Recently, I’ve been thinking about the perpetual illusion scenario which happens by mere chance. I will give a longish presentation for those who missed previous posts on this, and then shortish idea of a direction to think in.
THE LONGISH PRESENTATION OF THE ISSUE
The scenario is your usual brain in a vat / Matrix scenario with one twist – our sensory organs are connected to random generators, so whole illusion happens by mere chance. The twist is there in order to remove any possibility for representational or other indirect causal relation to relevant things which would give rise to the concepts that the BiV might become aware of.
It seems unproblematic that the BiV in such situation, let’s call him Neo, hasn’t become aware of any particular thing in the world, nor he has become aware of any natural kind. But, it seems, that there is no reason to deny that Neo has become aware of the notion of thing in general, the notion of color (in general, and even specific colors in particular), size, form; then notion of causality, change in general (and specific kinds of change in particular, e.g. movement); notion of awareness, notion of other subjects (what some call “other minds”), further – notion of social practices, communication, artifacts and so on…
The reasoning behind this my conviction would go something like this – I can’t see any logical impossibility of connecting a person to such random inputs, in such way that the body is affected in same way as it is affected in reality. Further, I don’t see any logical impossibility for this set of inputs to be generated by a random generator. True, the chance of something like that happening might be 1:gajillion on kajillionth power, but still I don’t see reason to think it is impossible. Now, if we imagine that Neo’s body has had by chance the same ‘inputs’ like mine (also given that we have sufficiently similar bodies), I don’t see a reason why we would assume that he is not having any kind of thought.
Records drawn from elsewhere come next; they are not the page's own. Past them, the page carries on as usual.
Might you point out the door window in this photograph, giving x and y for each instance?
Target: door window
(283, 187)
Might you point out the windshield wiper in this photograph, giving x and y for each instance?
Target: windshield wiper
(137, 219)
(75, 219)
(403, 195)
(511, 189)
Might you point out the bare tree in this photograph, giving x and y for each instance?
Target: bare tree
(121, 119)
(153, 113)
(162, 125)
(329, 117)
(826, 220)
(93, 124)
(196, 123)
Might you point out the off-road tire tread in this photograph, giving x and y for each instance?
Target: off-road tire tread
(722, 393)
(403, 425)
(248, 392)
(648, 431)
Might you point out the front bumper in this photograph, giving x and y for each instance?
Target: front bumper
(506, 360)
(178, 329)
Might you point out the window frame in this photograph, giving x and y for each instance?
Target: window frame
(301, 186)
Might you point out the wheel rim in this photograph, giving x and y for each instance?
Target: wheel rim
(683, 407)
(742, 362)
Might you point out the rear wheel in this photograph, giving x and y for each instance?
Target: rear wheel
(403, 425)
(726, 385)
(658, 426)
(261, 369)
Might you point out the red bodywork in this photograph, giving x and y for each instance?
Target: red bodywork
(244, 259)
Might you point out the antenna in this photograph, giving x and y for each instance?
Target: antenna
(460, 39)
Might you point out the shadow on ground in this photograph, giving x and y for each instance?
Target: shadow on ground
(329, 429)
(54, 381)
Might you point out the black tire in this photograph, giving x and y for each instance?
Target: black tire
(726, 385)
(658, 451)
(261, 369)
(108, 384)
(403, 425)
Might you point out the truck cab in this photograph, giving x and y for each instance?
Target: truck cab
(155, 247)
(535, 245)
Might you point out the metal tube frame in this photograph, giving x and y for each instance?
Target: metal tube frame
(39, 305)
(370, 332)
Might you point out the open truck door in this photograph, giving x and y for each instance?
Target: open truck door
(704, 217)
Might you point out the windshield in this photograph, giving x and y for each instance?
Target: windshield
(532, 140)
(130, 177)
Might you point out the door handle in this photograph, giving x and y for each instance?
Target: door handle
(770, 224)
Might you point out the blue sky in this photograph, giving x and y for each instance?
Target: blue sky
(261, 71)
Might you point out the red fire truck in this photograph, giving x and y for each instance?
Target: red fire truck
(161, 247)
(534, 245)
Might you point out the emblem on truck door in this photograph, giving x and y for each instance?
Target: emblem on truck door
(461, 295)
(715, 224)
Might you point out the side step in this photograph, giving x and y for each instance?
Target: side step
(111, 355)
But now, if we disconnect Neo and return him into the real world, everything seems OK! We can communicate with him, discuss math problems, discuss social issues, he acts normally (given that his muscles somehow were kept in shape while he was in the vat), and so on.
Even he would use the words for natural kinds normally (and even proper names), I buy the point that his words didn’t mean those things while he was in the vat. They couldn’t mean those things, because he wasn’t aware of those things at all. This is true in same way as a fictional character is still fictional even by mere chance its description and story fits some person exactly. It seems to me that our intuition fights against this conclusion, just because that our thinking because of implausibility right away assumes that there must be some connection between those, but the moment we assume that connection, we have reasons to think that the story is about that person. If somebody has read a story about the fictional person, he can’t say that he knows the real person if somebody doesn’t tell him that “by strange coincidence all the facts about fictional person are true about this real person”. I think the same happens to our intuition in case of Neo’s use of proper names and names of natural kinds – it is our awareness of the fact that everything coincides that pushes our intuition to think that there is a relation between the two. But as posited there are no relation, and Neo can only know that the illusionary facts can be applied to real e.g. rabbits, only if he knows what we do – that by mere chance he got the same inputs like mine. Only with that knowledge, he can feel justified to apply his “knowledge” of illusionary rabbits to real rabbits.
But, the situation seems different to me for those abstract notions I mentioned. I don’t see reason to think that Neo didn’t became aware of Pythagorean theorem while in the vat. To make analogy with the fiction – even some theorem is presented in the fictional story with a proof and everything, it is not as if it is a ‘fictional theorem’. And the same it seems to me goes for all those other abstract notions I named, starting from thing, multitude of things, etc… There is no need for him to somehow ‘transfer’ the fictional facts to some new entities. Those notions are the same ones.
But, then, given that you agree with my reasoning here – the issue appears – how is it possible that Neo has become aware of those things, when he wasn’t at any time acquainted , nor causally related in any relevant way to those things?
THE SHORTISH IDEA
So, this has been what has been puzzling me.
One approach is to take those notions as innate in some way. Some form of Kantianism I guess – take those notions as pure concepts of understanding, something that is there prior to any experience. In such a picture it is no wonder that Neo will became aware of them even given the weird events in which he participates. It sounds good, but some of us are not Kantians.
The first idea that came to my mind, and I have already mentioned this, is that Neo became aware of possibilities. For example he didn’t become aware of (any) things, but he became aware of possibility for there to be things. He didn’t became aware of multitudes, but of possibilities for there to be multitudes (couples, triples, etc..). Same for other notions that I mentioned…
But then, those possibilities are possibilities so to say “outside” of the subject. All those possibilities involve possibilities of things which are not the subject himself (Neo).
The idea I want to propose now is that maybe Neo became aware of his abilities to become aware of those possibilities. The abilities to become aware of those possibilities are belonging to the subject himself, to Neo, which would solve the last issue.
However, I’m not sure if there is no some logical problem there. But this is best I can do, I think.